Now that the PDP-11/23 will boot to ODT and run some test programs, it’s time to try something more advanced.
Since I don’t have any actual peripherals, I can use a TU58 tape drive emulator running via serial. I have four serial ports on the PDP-11, with one being used for the console. I can use another to connect to the TU58 emulator on a Linux machine.
I learned a few things in getting this running. First make sure the jumper settings on the DLV-11 are correct, and make sure to match the settings on your console and the serial port for the emulator on your Linux machine. Second, the TU58 emulator doesn’t properly set the serial port settings on its own. To make it work I have to start the emulator, then use stty to change the settings before I attempt to boot. In my case, I run:
sudo stty -F /dev/ttyS4 38400 cs8 clocal -crtscts ixoff
Knowing how to wire wrap connections is another valuable skill when working with these machines.
With everything seemingly setup right, I tried to boot. Every time it would halt back to ODT after the same amount of reads. I guessed that my M8044 memory wasn’t working right. It has a set of dip switches to configure the memory addresses, and I found that some of those switches had failed and wouldn’t close (apparently a common problem). I soldered jumpers over the failed switches, but still had no luck.

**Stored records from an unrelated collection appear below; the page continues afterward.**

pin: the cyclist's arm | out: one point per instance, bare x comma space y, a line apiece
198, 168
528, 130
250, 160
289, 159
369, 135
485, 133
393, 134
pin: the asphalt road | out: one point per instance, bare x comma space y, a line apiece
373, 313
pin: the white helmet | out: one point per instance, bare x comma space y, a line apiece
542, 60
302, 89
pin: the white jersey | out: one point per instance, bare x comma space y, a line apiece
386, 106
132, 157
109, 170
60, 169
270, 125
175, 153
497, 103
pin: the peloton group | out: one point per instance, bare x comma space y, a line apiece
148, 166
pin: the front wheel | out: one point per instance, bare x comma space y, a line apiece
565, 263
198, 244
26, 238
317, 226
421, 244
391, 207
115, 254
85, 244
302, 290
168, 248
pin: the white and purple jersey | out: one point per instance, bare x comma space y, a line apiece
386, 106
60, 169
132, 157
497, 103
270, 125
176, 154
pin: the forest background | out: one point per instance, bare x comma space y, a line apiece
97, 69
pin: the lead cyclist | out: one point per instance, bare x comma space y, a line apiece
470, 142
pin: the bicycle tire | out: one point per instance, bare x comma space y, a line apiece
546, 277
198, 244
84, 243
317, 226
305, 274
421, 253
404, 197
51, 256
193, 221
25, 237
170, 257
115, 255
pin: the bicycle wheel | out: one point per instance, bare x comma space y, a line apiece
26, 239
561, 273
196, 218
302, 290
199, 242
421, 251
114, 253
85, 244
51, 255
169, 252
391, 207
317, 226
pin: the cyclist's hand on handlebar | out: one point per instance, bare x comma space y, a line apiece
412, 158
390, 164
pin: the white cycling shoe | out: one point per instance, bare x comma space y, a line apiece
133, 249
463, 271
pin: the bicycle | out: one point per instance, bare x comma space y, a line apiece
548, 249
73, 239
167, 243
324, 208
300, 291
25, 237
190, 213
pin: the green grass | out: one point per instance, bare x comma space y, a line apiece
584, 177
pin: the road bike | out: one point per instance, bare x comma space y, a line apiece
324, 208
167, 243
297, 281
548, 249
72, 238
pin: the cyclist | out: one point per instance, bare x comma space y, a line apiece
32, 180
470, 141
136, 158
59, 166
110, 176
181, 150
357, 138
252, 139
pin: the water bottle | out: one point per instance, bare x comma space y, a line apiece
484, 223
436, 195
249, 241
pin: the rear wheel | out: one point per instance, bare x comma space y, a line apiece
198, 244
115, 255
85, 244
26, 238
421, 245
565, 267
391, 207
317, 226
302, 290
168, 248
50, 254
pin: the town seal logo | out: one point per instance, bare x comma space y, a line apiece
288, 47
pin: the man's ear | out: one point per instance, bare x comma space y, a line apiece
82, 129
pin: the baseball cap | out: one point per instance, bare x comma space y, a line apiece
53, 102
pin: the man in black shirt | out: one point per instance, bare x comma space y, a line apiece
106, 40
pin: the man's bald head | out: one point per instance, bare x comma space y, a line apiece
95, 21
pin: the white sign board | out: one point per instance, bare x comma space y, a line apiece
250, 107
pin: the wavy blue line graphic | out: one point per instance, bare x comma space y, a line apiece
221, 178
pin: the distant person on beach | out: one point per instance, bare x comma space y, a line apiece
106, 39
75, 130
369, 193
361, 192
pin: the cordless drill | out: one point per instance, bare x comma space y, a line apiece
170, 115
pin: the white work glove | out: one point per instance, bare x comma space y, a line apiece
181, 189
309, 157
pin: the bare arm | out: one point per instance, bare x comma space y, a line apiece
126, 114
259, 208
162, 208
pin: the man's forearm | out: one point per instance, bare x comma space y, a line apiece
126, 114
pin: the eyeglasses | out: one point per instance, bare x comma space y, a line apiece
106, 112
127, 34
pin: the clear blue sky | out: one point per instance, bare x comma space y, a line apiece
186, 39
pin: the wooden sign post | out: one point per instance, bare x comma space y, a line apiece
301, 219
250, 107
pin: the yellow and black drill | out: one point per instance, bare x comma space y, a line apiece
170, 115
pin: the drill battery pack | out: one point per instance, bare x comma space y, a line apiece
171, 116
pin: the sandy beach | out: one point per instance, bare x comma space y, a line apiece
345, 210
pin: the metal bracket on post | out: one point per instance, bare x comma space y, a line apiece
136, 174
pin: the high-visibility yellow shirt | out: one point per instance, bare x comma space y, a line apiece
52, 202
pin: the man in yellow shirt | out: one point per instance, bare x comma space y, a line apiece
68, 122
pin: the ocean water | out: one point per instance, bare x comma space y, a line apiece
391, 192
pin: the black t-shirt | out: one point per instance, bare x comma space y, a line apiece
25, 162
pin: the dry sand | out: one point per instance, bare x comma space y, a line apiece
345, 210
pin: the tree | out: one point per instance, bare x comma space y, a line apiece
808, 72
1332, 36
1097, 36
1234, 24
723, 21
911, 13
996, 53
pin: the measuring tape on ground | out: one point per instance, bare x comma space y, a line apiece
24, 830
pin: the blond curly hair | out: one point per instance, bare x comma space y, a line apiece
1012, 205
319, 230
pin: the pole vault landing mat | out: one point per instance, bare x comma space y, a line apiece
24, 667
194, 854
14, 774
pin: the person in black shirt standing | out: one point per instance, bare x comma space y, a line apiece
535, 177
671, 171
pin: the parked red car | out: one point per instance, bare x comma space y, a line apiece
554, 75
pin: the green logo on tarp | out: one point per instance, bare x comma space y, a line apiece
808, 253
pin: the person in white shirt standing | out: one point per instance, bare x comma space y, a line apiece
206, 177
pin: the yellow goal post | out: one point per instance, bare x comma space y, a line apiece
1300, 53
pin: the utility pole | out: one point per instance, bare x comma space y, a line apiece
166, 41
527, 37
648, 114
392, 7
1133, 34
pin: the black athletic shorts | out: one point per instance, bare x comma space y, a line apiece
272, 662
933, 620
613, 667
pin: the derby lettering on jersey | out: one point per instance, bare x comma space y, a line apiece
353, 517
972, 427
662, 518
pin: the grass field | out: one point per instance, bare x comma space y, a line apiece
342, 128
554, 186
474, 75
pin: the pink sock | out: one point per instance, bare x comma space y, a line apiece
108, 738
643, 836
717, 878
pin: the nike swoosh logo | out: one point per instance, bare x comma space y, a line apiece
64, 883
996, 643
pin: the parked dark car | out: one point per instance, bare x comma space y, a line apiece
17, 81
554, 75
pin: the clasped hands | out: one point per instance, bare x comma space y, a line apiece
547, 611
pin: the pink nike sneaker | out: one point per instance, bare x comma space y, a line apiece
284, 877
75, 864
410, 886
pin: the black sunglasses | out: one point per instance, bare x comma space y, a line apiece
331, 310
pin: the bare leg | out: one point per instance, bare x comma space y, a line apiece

I eventually found a replacement M8044 board and it worked!
XXDP is minimal operating system and a suite of diagnostics for almost every piece of PDP-11 hardware. I’m able to run some of the diagnostics, but I can’t seem to get my machine to pass the JKDBD0 CPU diagnostic. According to the diagnostic manual, it should at least print a banner when it starts, but I’m not even seeing that.
Unfortunately the details of this CPU test are only available on microfiche, and the Bitsavers archive doesn’t have this one. At the moment I can’t get past this point, but I’ll keep trying!